I know this is all very very complicated, and what we need is a library of combinators to handle each of these common situations so the user can just choose which tradeoff they want. I want to push back though on the idea that these problems are unique to piccolo or that it makes piccolo completely non-viable, these limitations are the same that Rust futures have, that you cannot hold arbitrary references across await points (which in piccolo are disappointingly currently expressed as Sequence returns, but I want to change this one day to be actual futures / coroutines once the language has enough features to support it).

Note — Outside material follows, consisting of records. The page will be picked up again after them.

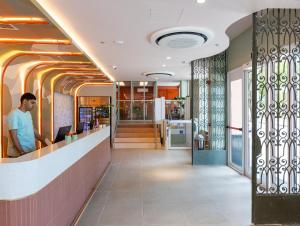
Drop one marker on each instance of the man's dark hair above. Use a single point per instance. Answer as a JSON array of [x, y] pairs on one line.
[[27, 96]]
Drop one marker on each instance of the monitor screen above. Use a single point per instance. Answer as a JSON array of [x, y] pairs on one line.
[[61, 133]]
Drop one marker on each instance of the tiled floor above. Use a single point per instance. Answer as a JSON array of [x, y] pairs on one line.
[[161, 188]]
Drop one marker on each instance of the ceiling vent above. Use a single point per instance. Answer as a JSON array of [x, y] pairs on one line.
[[8, 27], [180, 37], [159, 75]]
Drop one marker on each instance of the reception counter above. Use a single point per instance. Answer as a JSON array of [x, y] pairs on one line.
[[50, 186]]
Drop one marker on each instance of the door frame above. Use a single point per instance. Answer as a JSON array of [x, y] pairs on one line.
[[240, 72]]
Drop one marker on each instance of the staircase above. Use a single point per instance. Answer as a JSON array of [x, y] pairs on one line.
[[137, 136]]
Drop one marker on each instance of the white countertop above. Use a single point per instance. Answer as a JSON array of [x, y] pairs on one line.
[[26, 175]]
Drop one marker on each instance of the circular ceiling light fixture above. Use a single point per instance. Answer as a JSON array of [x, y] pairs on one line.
[[158, 75], [181, 37]]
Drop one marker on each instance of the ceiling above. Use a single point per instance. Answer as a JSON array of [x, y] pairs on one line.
[[91, 22]]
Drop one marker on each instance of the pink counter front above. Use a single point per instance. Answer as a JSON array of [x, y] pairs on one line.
[[49, 187]]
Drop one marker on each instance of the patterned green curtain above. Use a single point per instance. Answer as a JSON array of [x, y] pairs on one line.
[[209, 97]]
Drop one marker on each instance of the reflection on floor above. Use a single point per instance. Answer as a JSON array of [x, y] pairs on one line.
[[161, 188]]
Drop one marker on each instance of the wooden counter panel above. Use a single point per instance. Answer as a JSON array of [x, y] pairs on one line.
[[60, 201]]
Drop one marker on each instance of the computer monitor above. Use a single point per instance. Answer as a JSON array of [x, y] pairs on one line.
[[80, 127], [61, 133]]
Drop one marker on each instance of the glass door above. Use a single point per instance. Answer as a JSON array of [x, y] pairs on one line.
[[239, 120], [235, 124]]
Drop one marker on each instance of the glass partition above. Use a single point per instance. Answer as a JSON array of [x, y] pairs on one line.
[[179, 134]]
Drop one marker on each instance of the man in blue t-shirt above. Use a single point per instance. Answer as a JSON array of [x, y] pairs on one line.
[[21, 129]]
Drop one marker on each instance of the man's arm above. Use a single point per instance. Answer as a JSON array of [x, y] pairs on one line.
[[39, 137], [15, 140]]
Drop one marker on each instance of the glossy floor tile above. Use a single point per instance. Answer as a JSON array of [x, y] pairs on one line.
[[162, 188]]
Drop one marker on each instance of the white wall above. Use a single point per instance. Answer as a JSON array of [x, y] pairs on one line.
[[63, 111]]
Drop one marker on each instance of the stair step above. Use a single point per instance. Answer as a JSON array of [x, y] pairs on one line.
[[137, 145], [136, 130], [136, 140], [136, 135]]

piccolo fills a very particular need. Running Lua scripts every tick of a game loop can be a problem because Lua is slow, scripts can be slow etc. piccolo's niche is to fix this by allowing Lua scripts to run concurrently with the game loop (and with each other) via polling like Rust futures, but ofc this means they have the same limitations as Rust futures. I still think this is a very good idea, and you almost always run into similar problems anyway becuase Lua is just not designed to handle non-'static data in the first place, but it's not an idea without tradeoffs.

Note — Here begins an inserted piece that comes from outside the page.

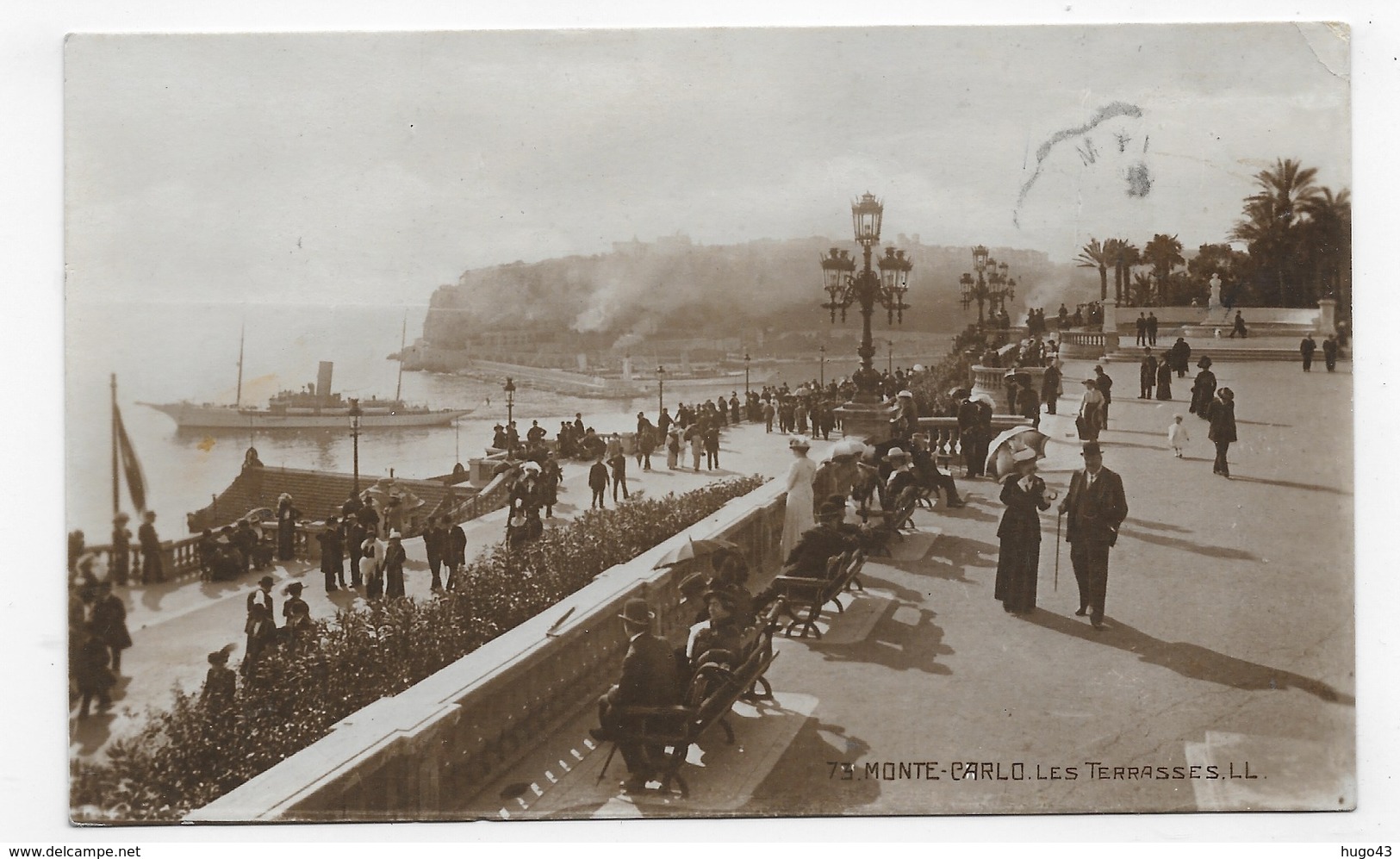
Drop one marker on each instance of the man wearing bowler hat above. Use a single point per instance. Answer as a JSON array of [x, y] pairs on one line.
[[1097, 508], [649, 679]]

jrobsonchase commented 4 months ago

Thanks for the reply! I actually dug through discord shortly after posting and found more or less this exact spiel from you to more or less the exact question :grin: Anyway, agreed that it's good to have it here as well for visibility :+1:

In your case, one possibility you already figured out, which is to collect the query into a big Table and call it a day. ... Since the query is one call, and Lua accessing a Table is a builtin operation, one function call and a malloc to fit 1,000 results in a Table can be faster than 1,000 callback calls, right?

Yep, this is precisely what I'm doing now! And that's a very good point regarding the callback vs table access overhead that I hadn't considered, but makes a lot of sense now that you mention it.

Another approach you may not have considered is to follow the Lua iterator protocol. You return an iterator function and any arbitrary control value, and the iterator function is called to update the control value until the control value becomes nil. This would allow Lua to use generic for loops to iterate over the results.

I considered this as well, but as you mentioned - lifetimes are still problematic. Once I switched over to collecting into a Table, I figured "why reinvent the wheel?" and now simply return a CallbackReturn::Call { function: ctx.get_global("ipairs").bind(&ctx, query_result), .. }. I might even skip that and return the table directly and let the caller decide what to do with it :shrug:

One other vague idea I considered trying out would be to yield some sort of "Please create this query" result all the way up to Rust, create and freeze the query, and then resume Lua execution with that. It would invalidate the World reference as long as the frozen query is live though, would probably be fiddly to implement, and I think yielding the main thread isn't possible in the first place? So yeah, "collect into a Table" still seems like the best set of tradeoffs. All of this is probably premature optimization on my part anyway :grinning:

kyren commented 4 months ago

I actually dug through discord shortly after posting and found more or less this exact spiel from you to more or less the exact question.

I am truly sorry that you had to listen to it twice 😆

I think yielding the main thread isn't possible in the first place?

Absolutely it's possible, I didn't even bother to implement the "main thread" distinction that PUC-Rio Lua has with yieldable / un-yieldable threads.

1) Actually yield and treat the main thread as a Lua coroutine in the normal way. The executor will have results you can take and then move to the "Suspended" state where it can be resumed. 2) (This is probably the better option) You can "yield" in a way invisible to Lua and call Fuel::interrupt() which transfers control immediately to the Rust which called Executor::step. If you wanted to do a like.. "active query" system where you had to transfer control out of Lua, then execute the query in Rust, then set up something with Frozen to pass non-'static results back into Lua, that'd be what I'd do I think? That might actually work well?